Acredito que a melhor forma de lidar com o tema é justamente atuar como um veículo para que vozes diversas e relevantes possam ecoar mais forte e atingir novos públicos, mostrando todo o potencial que o gênero tem a oferecer. A vitória de N.K. Jemisin no Hugo Awards (principal prêmio da categoria) 3 vezes seguidas com todos os livros da trilogia "A Terra Partida" foi uma ótima resposta aos movimentos que tentavam interferir na premiação e impedir que livros com maior diversidade tivessem qualquer protagonismo. Ao oferecermos diferentes pontos de vista aos nossos leitores, apresentamos realidades distintas de suas próprias e criamos maior empatia com o próximo. É a única maneira de mudar este status quo.

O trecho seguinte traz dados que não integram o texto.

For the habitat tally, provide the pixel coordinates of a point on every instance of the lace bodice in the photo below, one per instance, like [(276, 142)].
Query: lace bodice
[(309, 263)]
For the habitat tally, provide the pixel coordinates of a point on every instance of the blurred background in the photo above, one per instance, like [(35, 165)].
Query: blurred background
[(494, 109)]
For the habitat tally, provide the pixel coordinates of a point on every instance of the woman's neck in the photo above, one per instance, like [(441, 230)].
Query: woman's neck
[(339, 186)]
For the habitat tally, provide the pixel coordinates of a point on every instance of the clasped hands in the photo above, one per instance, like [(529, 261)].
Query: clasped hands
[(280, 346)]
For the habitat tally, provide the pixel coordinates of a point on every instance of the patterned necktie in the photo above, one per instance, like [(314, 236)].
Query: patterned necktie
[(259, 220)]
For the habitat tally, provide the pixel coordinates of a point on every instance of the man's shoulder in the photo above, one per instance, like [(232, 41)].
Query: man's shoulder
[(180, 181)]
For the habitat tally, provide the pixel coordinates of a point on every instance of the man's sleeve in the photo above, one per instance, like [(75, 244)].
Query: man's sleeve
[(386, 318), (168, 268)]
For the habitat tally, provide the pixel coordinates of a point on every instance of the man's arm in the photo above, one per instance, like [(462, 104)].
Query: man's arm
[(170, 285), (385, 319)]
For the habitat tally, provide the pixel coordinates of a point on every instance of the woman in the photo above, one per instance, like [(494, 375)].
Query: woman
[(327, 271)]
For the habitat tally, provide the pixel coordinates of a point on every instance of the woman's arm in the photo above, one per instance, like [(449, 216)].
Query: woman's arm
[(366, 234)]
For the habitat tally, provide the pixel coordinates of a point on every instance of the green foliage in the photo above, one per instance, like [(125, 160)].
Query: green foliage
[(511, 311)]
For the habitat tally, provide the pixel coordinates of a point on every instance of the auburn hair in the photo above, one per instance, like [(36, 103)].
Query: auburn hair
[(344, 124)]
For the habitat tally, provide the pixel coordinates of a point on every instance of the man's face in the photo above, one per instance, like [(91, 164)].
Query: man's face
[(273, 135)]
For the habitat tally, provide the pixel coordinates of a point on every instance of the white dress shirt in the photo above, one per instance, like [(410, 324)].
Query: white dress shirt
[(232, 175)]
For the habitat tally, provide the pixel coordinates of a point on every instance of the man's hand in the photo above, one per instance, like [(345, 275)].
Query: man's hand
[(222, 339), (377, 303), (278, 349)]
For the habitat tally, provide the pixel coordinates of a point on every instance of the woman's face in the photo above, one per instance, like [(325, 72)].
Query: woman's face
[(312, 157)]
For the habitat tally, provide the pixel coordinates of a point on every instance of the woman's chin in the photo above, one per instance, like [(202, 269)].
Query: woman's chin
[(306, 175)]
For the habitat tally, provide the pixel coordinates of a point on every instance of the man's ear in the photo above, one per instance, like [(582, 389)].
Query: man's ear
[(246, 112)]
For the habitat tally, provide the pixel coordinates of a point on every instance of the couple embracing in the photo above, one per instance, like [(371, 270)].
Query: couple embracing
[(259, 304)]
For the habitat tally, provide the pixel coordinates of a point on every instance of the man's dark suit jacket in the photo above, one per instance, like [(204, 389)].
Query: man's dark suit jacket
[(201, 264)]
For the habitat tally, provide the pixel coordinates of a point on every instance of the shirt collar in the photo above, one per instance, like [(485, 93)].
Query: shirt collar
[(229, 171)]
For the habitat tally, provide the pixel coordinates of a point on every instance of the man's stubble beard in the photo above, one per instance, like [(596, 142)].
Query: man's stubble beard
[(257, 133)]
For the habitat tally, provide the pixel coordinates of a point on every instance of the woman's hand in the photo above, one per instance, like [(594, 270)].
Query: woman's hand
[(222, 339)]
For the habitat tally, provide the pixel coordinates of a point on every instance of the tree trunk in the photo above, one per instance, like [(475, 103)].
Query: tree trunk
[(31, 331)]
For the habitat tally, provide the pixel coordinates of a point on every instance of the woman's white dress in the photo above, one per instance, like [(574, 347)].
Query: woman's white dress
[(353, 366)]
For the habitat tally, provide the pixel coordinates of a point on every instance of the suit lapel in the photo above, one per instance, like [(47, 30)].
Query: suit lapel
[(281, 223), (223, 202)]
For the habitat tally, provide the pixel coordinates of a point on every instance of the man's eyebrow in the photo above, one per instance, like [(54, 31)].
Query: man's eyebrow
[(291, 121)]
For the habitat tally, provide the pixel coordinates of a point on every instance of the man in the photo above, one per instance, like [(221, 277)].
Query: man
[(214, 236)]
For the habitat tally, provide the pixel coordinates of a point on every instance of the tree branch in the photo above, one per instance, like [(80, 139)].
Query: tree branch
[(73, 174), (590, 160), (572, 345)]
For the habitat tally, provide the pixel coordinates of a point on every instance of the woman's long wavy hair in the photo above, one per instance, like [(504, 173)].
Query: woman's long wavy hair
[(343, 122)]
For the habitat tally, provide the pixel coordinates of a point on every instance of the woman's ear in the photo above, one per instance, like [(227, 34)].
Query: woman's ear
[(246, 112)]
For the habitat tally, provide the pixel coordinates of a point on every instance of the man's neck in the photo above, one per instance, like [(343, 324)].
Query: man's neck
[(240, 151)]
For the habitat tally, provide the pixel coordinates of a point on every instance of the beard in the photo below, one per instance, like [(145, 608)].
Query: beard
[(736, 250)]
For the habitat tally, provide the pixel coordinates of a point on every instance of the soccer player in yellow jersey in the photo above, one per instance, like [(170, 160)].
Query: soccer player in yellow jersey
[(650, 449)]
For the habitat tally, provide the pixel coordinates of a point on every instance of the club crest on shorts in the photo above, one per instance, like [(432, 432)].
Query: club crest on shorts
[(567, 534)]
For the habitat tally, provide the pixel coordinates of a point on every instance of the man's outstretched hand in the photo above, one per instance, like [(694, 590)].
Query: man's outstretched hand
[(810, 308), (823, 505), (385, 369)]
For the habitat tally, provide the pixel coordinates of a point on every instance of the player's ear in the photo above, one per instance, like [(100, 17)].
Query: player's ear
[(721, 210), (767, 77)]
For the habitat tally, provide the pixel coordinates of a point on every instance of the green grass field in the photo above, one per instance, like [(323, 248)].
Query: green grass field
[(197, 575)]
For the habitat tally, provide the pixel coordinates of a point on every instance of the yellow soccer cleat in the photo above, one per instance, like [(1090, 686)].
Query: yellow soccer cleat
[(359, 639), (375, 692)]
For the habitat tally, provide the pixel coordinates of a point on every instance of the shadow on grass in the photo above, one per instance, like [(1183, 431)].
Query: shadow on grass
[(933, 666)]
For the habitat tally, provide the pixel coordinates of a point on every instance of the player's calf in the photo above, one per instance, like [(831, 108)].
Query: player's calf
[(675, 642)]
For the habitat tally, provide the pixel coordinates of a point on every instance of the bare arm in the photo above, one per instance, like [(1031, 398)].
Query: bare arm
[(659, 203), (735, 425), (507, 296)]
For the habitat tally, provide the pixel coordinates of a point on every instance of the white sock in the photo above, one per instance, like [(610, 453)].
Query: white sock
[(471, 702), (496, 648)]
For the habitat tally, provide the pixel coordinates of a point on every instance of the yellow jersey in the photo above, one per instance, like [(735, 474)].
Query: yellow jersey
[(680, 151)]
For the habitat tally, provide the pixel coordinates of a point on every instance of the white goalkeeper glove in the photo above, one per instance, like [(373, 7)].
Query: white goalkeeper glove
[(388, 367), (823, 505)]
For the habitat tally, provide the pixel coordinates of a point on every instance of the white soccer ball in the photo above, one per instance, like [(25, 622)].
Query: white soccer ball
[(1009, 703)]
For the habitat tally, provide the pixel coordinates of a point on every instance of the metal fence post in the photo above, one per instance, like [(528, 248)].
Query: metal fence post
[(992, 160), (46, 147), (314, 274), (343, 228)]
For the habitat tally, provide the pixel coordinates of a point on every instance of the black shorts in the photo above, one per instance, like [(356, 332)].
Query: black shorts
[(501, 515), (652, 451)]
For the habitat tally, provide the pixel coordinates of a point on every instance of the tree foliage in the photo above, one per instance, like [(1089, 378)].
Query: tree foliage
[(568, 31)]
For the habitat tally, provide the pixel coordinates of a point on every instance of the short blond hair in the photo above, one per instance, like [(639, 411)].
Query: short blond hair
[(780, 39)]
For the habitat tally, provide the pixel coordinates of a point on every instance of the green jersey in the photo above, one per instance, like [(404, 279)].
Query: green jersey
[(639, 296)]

Em inglês, a edição encadernada e ilustrada com todos os livros do ciclo traz sempre textos finais, que incluem a descrição geográfica e histórica de Terramar, alguns contos que não se encaixam na cronologia principal e um ensaio da autora. Como esse material será encaixado nas edições separadas de cada livro?

Sem dúvidas, como mencionado acima, isso faz parte do projeto que estamos buscando implementar e isso só será possível trazendo todas as nuances e experiências que a Ursula e Terramar tem a oferecer. Estamos inclusive partindo de uma base similar à edição encadernada e ilustrada a que você está se referindo, mas desmembrada em seis livros, todos com a mesma identidade visual e comentários da própria Ursula, ilustrações de Charles Vess e textos extras. Concentramos grande parte dos contos extras nos livros 5 e 6, mas teremos diversas surpresas ao longo desta jornada. O que eu posso lhe garantir é que ao final dela teremos absolutamente todos os textos sobre este incrível universo de Terramar publicados, ainda que tenha certeza de que as pessoas vão ficar ansiosas por mais.